Gilmour has a Ukrainian daughter-in-law and grandchildren. He thought that Andriy’s performance was a powerful moment that made him put that to music.
“We Want To Express Our Support For Ukraine,” Pink Floyd Member Said
The song “Hey Hey Rise Up” was recorded on March 30th, three days after Khlyvnyuk posted his video of the song. The music video was shot the same day. It opens with a text telling us about the invasion of Ukraine. Khlyvnyuk had to left his US tour to be a part of the resistance to protect his country.
The video features the band members along with footage of the anti-war efforts in Ukraine. The last line of the Ukrainian song ‘Oh, The Red Viburnum in the Meadow‘ inspired The title of the song. Mat Whitecross is the director of the video.

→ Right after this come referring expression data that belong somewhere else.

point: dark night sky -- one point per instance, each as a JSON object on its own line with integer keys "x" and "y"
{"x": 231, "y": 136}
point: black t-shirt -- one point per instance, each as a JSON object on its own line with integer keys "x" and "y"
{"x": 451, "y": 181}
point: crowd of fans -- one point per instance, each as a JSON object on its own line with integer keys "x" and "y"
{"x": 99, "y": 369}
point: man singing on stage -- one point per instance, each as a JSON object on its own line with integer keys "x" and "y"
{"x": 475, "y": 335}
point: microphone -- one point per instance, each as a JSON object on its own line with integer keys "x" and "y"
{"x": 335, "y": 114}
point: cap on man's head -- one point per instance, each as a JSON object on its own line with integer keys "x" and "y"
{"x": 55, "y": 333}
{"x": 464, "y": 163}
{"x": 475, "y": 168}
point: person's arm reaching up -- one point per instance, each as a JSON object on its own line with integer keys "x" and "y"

Gilmour said, “We want to express our support for Ukraine and, in that way, show that most of the world thinks that it is totally wrong for a superpower to invade the independent democratic country that Ukraine has become.”

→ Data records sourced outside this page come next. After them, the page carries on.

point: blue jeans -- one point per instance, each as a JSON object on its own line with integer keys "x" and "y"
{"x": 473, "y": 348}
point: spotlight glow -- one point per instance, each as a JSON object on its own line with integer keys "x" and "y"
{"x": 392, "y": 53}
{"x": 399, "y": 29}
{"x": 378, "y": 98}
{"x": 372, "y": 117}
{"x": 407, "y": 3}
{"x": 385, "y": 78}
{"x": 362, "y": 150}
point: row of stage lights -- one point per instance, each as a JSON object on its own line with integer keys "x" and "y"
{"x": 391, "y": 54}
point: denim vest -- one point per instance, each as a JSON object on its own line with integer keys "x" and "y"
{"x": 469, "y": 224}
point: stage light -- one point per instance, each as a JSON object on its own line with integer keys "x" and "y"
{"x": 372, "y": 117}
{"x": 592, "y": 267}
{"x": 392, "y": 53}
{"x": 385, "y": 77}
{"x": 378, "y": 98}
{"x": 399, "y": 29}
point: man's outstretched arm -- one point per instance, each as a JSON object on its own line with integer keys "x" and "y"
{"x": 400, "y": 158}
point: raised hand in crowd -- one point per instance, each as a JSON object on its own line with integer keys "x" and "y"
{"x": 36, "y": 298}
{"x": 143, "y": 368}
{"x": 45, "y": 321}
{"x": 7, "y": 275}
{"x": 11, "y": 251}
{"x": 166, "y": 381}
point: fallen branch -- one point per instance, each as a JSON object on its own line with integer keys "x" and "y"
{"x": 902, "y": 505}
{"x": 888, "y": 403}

He also condemned the war declared by Russia. “We, like so many, have been feeling the fury and the frustration of this vile act of an independent, peaceful democratic country being invaded and having its people murdered by one of the world’s major powers,” the guitarist said.
The artwork of the video has a sunflower, the national flower of Ukraine. It is also a direct reference to when an elderly woman gave sunflower seeds to the Russian soldiers and told them to carry the seeds in her pocket. The reason was that when they die, the sunflower will grow. The song has already amassed 2 million views.